2. Materials and Methods

2.1 Animal protocols

Obese 7-week old male Zucker rats (GmiCrl-fa/fa) were purchased from Charles River Laboratories (Wilmington, MA). Rats were acclimated for two weeks after arrival, housed in individual cages at an ambient temperature of 22 ± 2°C with a 12:12-hr light–dark cycle and free access to water and food (Purina 5008: 56.4% calories from carbohydrates, 26.8% calories from protein, 16.7% from fat; Dyets, Bethlehem, PA). The 9-week old rats were then randomly assigned to one of two feeding groups for two weeks: Purina 5008 + LA (3 g R-α-lipoic acid/kg diet; MAK Wood, Grafton, WI) or pair-fed Purina 5008. Food was provided between 1 and 3 pm in two-day feeding rations along with MilliQ water, and food intake, water intake, and body weight were recorded every second day. LA consumption was thus estimated to approximate 200 mg/kg of body weight per day. At the end of the feeding trial, rats were fasted for three hours and blood was collected in EDTA-coated tubes, then centrifuged at 12,000×g for 1 min to collect plasma, which was then stored at −80°C. Rats were then anesthetized using isoflurane and livers were excised and weighed, then frozen in liquid nitrogen and stored at −80°C. Animals were handled in accordance with the Institutional Animal Care and Use Committee (IACUC), University of Nebraska-Lincoln, and all experiments were conducted in conformity with the Public Health Service (PHS) Policy on Humane Care and Use of Laboratory Animals.

2.2 Cell culture

The hepatic tumor cell line McA-RH7777, originally derived from the Buffalo rat, was obtained from America Type Culture Collection (Manassas, VI) and maintained in DMEM containing 10% FBS, 1.0 g/L glucose and 0.5% penicillin/streptomycin. Cells were grown in T75 flasks at 37°C, 5% CO2, with the media changed every other day and cells passaged every 3–4 days. Twenty-four hours prior to treatment, cells were seeded onto 6-well plates (0.25 × 106) and maintained overnight in DMEM containing 4.5 g/L glucose. The next day, 6 mM glucose was added to the glucose treated groups (glucose group, Glu) while the control group was kept in DMEM with 4.5 g/L glucose.
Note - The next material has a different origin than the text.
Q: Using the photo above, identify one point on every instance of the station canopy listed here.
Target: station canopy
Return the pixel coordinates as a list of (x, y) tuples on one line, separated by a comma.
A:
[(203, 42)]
Cells were then treated with 0.2 mM LA for 48 hours, a concentration that can be achieved in human blood plasma after ingestion of a supplement [21]. LA was dissolved in ethanol to prepare a 100 mM stock solution, and glucose was dissolved in water to prepare a 1 M solution. Palmitic acid (PA) was prepared as previously described [22]. For cell transfection, 1.5 g of plasmid DNAs were transfected into McA cells as previously described [23].

2.3 PCR

Total RNA was isolated from tissues and cells using TRIzol (Life Technologies, Grand Island, NY). RNA integrity was confirmed using a NanoDrop 2000 (Wilmington, DE). First strand cDNA was synthesized with oligo(dT) and random primers using a High-Capacity cDNA Reverse Transcription Kit with RNase Inhibitor (Life Technologies). PCR was performed on a Bio-Rad T100 Thermo Cycler (Hercules, CA). Fold changes in mRNA induction were determined after normalization of the mRNA levels to internal control 18S ribosomal RAN levels. Primer sequences will be provided upon request.

2.4 Immunoblot analysis

Liver tissue and cells were washed with ice cold PBS and lysed with cold lysis buffer. Plasma protein was also prepared using lysis buffer. Total protein amounts in liver tissue and cell lysates were determined by Bradford dye-binding method (Bio-Rad) and immunoblot analysis was performed. The following antibodies were used: anti-apoB, anti-apoE, and anti-albumin (Midland Bioproducts, Boone, IA); anti-β-actin (Sigma-Aldrich, St. Louis, MO); anti-CREBH, anti-SREBP-1, anti-SREBP-2, anti-Insig-1, and anti-Insig-2 (Santa Cruz, Dallas, TX); and anti-histone H3 (Thermo Scientific, Waltham, MA). Signals were detected using enhanced chemiluminescence (Pierce, Rockford, IL).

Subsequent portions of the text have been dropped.